Apr 19, 2011

ID: CSI

Having gotten rather distracted by personal life and other subjects of interest, I now return to the Intelligent Design movement to have a look at their other signature concept, complex specified information, or CSI.  CSI--sometimes called 'functional information'--is the mana from heaven of creationist arguments.  "What is it?" we ask, and as was the case with the Israelites of old, no one knows.

In information theory, strings carry information which can be measured in a couple of different ways: Shannon information, which is a measure of how much the string reduces our uncertainty, and Kolmogorov information.  Kolmogorov information is the harder of the two to get a handle on.  If I have understood it correctly, the Kolmogorov information of string X is defined as the shortest string S and function F such that F(S)=X.  In other words, it is a measure of compressibility.  To the layperson, myself included, both theories are strange and counter-intuitive.   Nevertheless, they are rigorously defined, consistently computable, grounded in solid mathematics, and useful within their fields.

William Dembski, however, proposes a third kind of information: complex specified information.  This information, he claims, is unlike either Shannon information or Kolmogorov complexity.

The first crucial difference is that, in both of the standard formulations of information theory, the string XX contains more information than the string X—not necessarily twice as much, but always more.  However, in complex specified information, we are repeatedly told by Dembski himself and his cohorts that the string XX does not carry more information than the string X.  Usually this point is driven home by a tortured analogy to plagiarism: students can't just copy someone else's paper and then claim it's 'new' information.

The analogy is like the witch's nose in Monty Python and the Holy Grail: false.  What professors want isn't 'information' in the information theory sense: a page full of randomly generated characters would have rather more of that than the finest essay.  This is as stupid as saying that what your employers want is 'work' in the physics sense--they want you to do your job, not apply force over a distance. (This is where the counter-intuitive part comes in: written English has less information in the formal sense than randomized characters because English falls into computable, repetitive patterns—such as ' the ', ' and ', '. ' and ' a '--whereas randomized characters generally do not, and are therefore harder to compress.)  What they want is written evidence of thought, research, learning, and effort.

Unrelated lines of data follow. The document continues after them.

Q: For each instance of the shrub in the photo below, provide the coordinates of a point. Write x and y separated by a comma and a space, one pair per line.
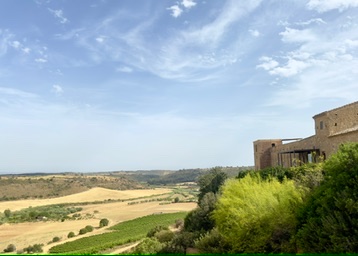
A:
212, 242
329, 220
33, 248
89, 228
247, 214
148, 246
56, 239
164, 236
179, 223
155, 230
83, 231
10, 248
103, 223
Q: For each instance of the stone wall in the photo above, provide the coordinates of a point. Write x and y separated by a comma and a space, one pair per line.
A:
332, 128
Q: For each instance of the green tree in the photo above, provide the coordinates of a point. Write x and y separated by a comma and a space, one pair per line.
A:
156, 229
211, 181
148, 246
103, 223
89, 228
56, 239
329, 219
71, 234
200, 219
10, 248
257, 216
7, 213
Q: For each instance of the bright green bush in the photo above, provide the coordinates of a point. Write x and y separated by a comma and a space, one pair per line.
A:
257, 216
148, 246
10, 248
56, 239
71, 234
329, 220
103, 223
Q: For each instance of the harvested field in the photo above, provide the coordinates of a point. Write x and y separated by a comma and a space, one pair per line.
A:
95, 194
25, 234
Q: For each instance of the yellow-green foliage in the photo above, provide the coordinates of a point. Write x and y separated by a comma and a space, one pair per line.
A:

But let's look more specifically at the claim that, when dealing with CSI, the string X contains the same amount of information as the string XX.  Consider the binary string: 0010. In a four-digit binary system, it is the number 2.  It could also be a record of heads and tails in coin tosses.  Its Shannon information is 4 bits.   Now consider the string: 00100010, a simple doubling of the previous string.  That's the number 34, a completely different number (“new information”, to use the DI's buzzword).   It could also be a record of coin tosses, but it would be a record of twice as many of them.  It is immaterial that the second four fell out the same way as the first four: they might not have, and we didn't know until we saw the string (new information again).  It contains 8 bits of Shannon information—the extra four are 'new'.   Its Kolmogorov complexity is also increased (at the very minimum, the function has to contain a 'double the output string' command, whose size is always non-zero)--the increased information is 'new'.  More importantly, however, whereas before it was only a binary string, it can now be interpreted as an ASCII code, specifically the double quote character: “. Was this information present before?  No.  Is information that is present now but not before new?   Yes.  Are we justified in calling shenanigans when people try to weasel their way out of this problem by fudging definitions?  Absolutely.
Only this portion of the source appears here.